At the start of 2020, during Seattle’s long winter nights, Mike and I decided to make the move back to Ohio. We’d entertained the idea before, almost always during Seattle’s long winter nights, but had always found enough reasons to stay. We love the nature here, the grand mountains and moss-covered forests and driftwood beaches. We love our friends here, and the educational opportunities for Ethan, and the summer weather, and the proximity to Canada and Hawaii and Alaska. Perhaps most importantly, logistically, is that Mike’s job – which he loves – is here. And the cherry on top? We bought a house less than two years ago.
So why the decision to move? Mike and I have (and have always had) a continuous dialogue about How to Live – what we want to experience in life; what our responsibilities are, as privileged people, as parents, as partners; what we hope to fill our days with; how we hope to connect with the world; the kind of ancestors we want to be; etc.

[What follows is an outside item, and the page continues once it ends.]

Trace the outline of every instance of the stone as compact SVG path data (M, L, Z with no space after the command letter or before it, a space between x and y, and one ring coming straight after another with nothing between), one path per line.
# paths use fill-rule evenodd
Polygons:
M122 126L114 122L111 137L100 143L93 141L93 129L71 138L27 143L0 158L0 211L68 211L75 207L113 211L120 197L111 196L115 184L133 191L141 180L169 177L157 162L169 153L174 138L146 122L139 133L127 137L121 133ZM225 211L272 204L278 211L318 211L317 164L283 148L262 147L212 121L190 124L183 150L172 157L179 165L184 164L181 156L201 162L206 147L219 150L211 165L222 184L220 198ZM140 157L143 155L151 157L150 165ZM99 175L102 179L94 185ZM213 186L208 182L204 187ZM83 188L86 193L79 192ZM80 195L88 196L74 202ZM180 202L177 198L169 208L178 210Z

This is the same dialogue that led to my leaving my job before we headed to Machu Pichu in our 20s. It’s how we ended up moving, with our two dogs and nine-month-old baby, to Seattle over five years ago. It’s how we decided that the three of us would turn a UK work trip into nearly two weeks in London and Paris last fall. It’s how we chose vegetarianism and homeschooling. It’s why Mike worked from home 2-3 days a week before the pandemic. Because the way we want to live our lives prioritizes family, education, adventure, and compassion.
We chose to move to the PNW because it offered us space to grow as a family. It offered Mike a place to learn and grow in his career. It offered the promise of adventure. And my goodness did it deliver.

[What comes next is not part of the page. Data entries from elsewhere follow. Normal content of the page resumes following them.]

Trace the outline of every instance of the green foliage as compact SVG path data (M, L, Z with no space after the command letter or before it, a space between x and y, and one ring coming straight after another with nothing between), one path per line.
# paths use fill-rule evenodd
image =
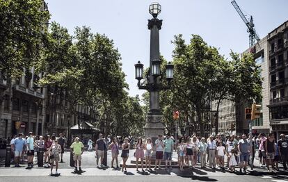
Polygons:
M40 58L49 13L42 0L0 0L0 72L19 76Z

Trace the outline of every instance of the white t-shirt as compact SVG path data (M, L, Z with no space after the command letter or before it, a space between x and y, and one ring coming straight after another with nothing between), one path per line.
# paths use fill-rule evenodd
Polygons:
M228 148L227 149L227 152L230 152L231 150L233 149L233 141L230 141L229 140L227 140L226 144L228 145Z
M224 156L224 146L218 146L217 147L217 154L218 156Z

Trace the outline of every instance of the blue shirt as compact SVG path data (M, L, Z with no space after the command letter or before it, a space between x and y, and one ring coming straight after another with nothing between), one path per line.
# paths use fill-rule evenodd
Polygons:
M25 140L23 138L16 138L14 140L14 144L15 146L15 151L23 151L23 147L26 144Z
M34 139L31 137L29 137L27 138L27 150L29 150L29 148L28 148L28 145L30 147L30 150L34 149Z
M207 149L207 144L205 142L200 142L198 147L200 152L206 152L206 149Z

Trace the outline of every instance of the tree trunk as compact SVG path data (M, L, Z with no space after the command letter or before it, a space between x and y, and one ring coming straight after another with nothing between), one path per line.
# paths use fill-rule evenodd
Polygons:
M199 124L200 128L200 133L203 136L205 135L204 132L204 124L202 121L202 112L201 112L201 108L200 104L196 105L196 112L197 112L197 124Z
M215 133L217 135L218 134L218 125L219 125L219 106L220 106L220 104L221 103L222 99L220 99L218 101L218 104L217 104L217 109L216 109L216 124L215 124Z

And though, five years later, our values are the same, our needs are different – so we adventure on to Ohio. Because Mike can work remotely from anywhere and still stay with the team he loves. Because in the Midwest we can afford a house with a big backyard and an office and a schoolroom. Because Cincinnati offers us better access to the arts and museums. It offers us proximity to the unexplored East Coast and European flights. And, most important at the time, it allows for a closer connection to our extended families.

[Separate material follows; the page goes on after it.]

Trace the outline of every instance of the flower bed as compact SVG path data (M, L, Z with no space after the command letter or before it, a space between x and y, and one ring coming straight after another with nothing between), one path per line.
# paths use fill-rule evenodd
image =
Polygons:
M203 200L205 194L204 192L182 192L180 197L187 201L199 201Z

When we made this decision, it was incredibly important to us that Ethan learn (and know) that he is a part of a bigger community of people who share love for each other. Who show up for each other. Who value and prioritize each other. We wanted to give him a chance to feel that familial bond with his cousins, to have dinners and dates with his grandparents, to celebrate the holidays with aunts and uncles, and to grow closer to the people Mike and I love in Ohio.
And then came COVID.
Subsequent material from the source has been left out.